A union representing employees of a major high street bank has announced plans to take legal action in order to force the scheme to equalise benefits as between men and women for the effects of guaranteed minimum pensions (GMPs).
Since the decision in the Barber case on 17 May 1990 it has been clear that pensions are deferred pay and therefore it is necessary to provide equal benefits for men and women. This "equal treatment rule" is reflected in UK legislation.

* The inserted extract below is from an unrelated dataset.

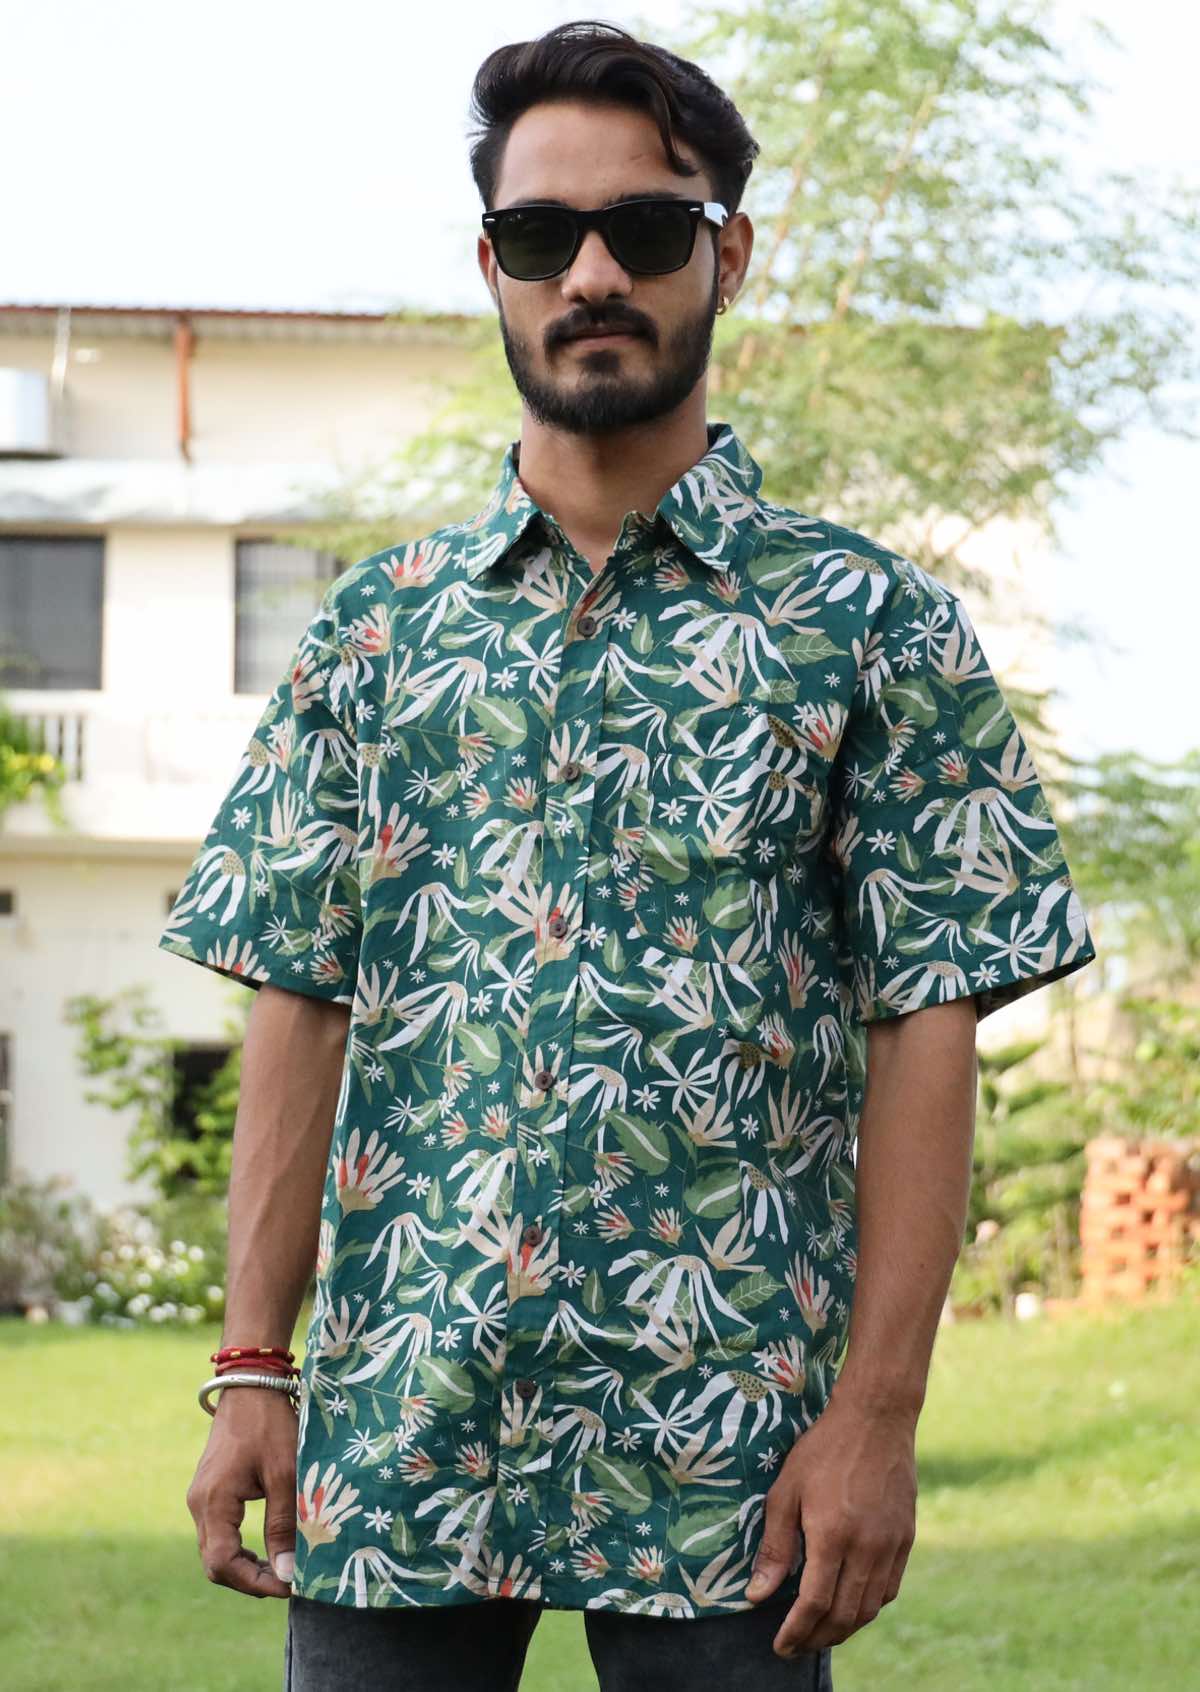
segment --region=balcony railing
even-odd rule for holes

Schemes which were contracted out of the state earnings related pension scheme on a final salary basis between 6 April 1978 and 6 April 1997 have GMPs which are calculated in accordance with UK legislation. The benefits under the schemes will therefore include GMPs and "excess". GMPs are unequal as between men and women partly because of the way that they are calculated, and partly because the payment age for GMPs is still 60 for women and 65 for men. The difference in benefits payable to men and women with the same membership details will vary over time because GMPs and "excess" increase at different rates both in payment and in deferment. Most schemes have not sought to equalise for the effects of GMPs because there are some arguments that it is not necessary and it is not at all clear how equalising for the effects of GMPs should be achieved. The Government issued a consultation relating to a change to equality legislation to deal with equalisation of GMPs, and a proposed methodology for achieving equalisation. No doubt largely because of the complexity of the issues, nothing substantive has yet resulted from that consultation.
It is not clear whether this step will clarify the requirement to equalise GMPs and the way that should be achieved. It seems unlikely for a number of reasons:
As the requirement to equalise GMPs stems from EU law, there has been speculation that following exit from the EU the Government might abandon any requirement to equalise GMPs.
It appears that the union intends to bring the claims in an Employment Tribunal initially. In view of the complexities involved it is difficult to see how an Employment Tribunal could produce a decision which is sufficiently clear for other schemes to feel obliged to respond to it. A decision by an Employment Tribunal does not set a legally binding precedent. In order for there to be a precedent an Employment Tribunal decision would need to be appealed or a different case brought to a higher court.